When using dynamically defined handlers, be sure to explicitly set the job handler assignment method to
db-skip-locked
or db-transaction-isolation
to prevent the web process from also handling jobs.
Gravity State¶
Older versions of Gravity stored a considerable amount of config state in $GRAVITY_STATE_DIR/configstate.yaml
. As
of version 1.0.0, Gravity does not store state information, and this file can be removed if left over from an older
installation.
Although Gravity no longer uses the config state file, it does still use a state directory for storing supervisor
configs, the default log directory (if log_dir
is unchanged), and the celery-beat database.
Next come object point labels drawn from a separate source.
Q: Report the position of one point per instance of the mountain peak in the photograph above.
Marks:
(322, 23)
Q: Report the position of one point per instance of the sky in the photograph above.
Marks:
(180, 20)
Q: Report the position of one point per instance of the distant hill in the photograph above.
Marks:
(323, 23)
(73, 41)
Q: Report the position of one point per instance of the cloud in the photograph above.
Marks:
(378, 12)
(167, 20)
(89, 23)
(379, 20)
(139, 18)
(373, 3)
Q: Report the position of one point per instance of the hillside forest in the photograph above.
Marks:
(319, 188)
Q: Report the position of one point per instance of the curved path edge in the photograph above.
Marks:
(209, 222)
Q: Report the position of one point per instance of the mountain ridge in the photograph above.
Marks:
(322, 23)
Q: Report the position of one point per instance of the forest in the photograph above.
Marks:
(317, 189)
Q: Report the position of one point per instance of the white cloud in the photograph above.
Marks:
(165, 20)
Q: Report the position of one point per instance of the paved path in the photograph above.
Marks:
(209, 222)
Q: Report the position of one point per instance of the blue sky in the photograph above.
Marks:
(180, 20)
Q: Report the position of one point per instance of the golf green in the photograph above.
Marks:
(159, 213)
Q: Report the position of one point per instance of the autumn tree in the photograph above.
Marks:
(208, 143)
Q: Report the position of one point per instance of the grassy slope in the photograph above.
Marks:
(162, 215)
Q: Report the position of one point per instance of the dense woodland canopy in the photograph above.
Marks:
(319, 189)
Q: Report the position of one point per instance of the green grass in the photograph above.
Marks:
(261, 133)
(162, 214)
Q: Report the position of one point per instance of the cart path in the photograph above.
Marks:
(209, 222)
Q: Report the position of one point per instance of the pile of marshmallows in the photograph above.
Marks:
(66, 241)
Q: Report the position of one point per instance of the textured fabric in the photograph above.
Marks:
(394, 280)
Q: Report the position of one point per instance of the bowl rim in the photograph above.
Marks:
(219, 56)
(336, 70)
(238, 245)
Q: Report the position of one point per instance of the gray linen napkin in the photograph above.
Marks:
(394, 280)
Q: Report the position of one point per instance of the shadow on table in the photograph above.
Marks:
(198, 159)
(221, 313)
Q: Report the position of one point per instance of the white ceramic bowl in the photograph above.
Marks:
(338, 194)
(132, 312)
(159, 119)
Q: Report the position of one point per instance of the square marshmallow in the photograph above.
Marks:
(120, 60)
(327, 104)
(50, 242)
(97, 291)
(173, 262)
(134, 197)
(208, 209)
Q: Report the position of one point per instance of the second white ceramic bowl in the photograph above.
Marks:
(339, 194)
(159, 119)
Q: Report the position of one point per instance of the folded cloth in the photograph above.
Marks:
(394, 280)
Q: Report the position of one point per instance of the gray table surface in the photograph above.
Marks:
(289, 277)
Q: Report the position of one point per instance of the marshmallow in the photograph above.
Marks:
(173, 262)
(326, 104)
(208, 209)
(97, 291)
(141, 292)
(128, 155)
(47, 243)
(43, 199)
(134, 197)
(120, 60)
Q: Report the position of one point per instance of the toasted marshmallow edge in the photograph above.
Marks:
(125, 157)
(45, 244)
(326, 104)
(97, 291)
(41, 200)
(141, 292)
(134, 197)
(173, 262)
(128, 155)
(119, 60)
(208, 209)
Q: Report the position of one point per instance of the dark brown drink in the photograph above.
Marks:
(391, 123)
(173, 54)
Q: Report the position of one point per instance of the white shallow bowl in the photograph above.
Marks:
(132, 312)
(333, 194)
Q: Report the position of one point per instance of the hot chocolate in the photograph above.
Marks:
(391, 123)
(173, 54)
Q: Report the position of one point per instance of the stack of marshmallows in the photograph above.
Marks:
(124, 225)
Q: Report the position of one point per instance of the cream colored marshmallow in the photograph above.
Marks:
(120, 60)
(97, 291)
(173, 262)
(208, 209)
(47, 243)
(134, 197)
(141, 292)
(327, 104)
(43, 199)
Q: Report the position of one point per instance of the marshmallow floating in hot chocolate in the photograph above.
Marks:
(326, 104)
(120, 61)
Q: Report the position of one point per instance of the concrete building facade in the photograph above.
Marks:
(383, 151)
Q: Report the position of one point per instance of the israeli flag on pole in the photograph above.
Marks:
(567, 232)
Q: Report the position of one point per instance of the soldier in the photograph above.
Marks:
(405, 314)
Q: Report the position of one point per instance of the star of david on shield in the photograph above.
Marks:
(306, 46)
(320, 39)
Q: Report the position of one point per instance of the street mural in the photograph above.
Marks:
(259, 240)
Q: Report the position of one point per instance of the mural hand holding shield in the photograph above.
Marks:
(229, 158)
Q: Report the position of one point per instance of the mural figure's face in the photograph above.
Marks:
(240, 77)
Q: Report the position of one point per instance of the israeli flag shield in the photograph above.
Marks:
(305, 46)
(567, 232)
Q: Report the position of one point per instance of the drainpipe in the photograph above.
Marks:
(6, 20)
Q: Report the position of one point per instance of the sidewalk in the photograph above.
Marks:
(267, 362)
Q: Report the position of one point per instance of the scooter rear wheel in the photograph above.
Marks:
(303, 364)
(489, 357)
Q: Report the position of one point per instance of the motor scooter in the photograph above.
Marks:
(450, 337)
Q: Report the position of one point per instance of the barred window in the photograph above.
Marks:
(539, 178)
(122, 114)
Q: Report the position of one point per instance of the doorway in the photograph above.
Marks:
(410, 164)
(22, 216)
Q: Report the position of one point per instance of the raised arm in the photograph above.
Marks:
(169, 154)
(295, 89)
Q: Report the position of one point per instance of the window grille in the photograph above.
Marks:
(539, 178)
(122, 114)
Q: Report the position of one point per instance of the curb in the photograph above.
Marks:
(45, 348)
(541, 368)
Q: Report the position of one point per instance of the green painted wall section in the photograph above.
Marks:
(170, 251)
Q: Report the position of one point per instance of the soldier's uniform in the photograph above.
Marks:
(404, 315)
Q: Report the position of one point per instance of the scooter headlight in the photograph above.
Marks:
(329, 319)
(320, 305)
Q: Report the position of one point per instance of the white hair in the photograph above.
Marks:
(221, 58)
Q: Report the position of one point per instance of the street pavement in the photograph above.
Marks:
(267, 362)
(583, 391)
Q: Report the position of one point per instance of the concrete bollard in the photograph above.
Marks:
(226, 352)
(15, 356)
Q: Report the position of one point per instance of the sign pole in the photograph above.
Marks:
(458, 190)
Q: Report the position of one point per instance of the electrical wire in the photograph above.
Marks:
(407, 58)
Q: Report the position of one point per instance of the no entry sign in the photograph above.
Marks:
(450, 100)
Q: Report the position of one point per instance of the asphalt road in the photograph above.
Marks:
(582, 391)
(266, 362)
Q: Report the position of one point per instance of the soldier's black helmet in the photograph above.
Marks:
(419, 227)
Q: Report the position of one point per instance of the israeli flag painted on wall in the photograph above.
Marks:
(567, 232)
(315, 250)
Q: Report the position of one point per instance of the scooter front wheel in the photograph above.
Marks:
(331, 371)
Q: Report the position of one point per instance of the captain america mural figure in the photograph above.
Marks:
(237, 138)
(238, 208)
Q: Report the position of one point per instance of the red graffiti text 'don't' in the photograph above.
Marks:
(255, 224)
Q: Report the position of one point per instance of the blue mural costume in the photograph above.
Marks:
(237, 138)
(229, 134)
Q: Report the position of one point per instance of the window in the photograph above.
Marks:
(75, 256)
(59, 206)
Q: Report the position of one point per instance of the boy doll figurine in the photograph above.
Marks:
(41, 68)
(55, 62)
This directory defaults
to <galaxy_root>/database/gravity/
by way of the data_dir
option in the galaxy
section of galaxy.yml
(which defaults to <galaxy_root>/database/
).
If running multiple Galaxy servers with the same Gravity configuration as described in Managing Multiple Galaxies
and if doing so using supervisor rather than systemd, the supervisor configurations will be stored in
$XDG_CONFIG_HOME/galaxy-gravity
($XDG_CONFIG_HOME
defaults to ~/.config/galaxy-gravity
)
In any case, you can override the path to the state directory using the --state-dir
option, or the
$GRAVITY_STATE_DIR
environment variable.
Note
Galaxy 22.01 and 22.05 automatically set $GRAVITY_STATE_DIR
to <galaxy_root>/database/gravity
in the
virtualenv’s activation script, activate
. This can be removed from the activate script when using Gravity 1.0.0
or later.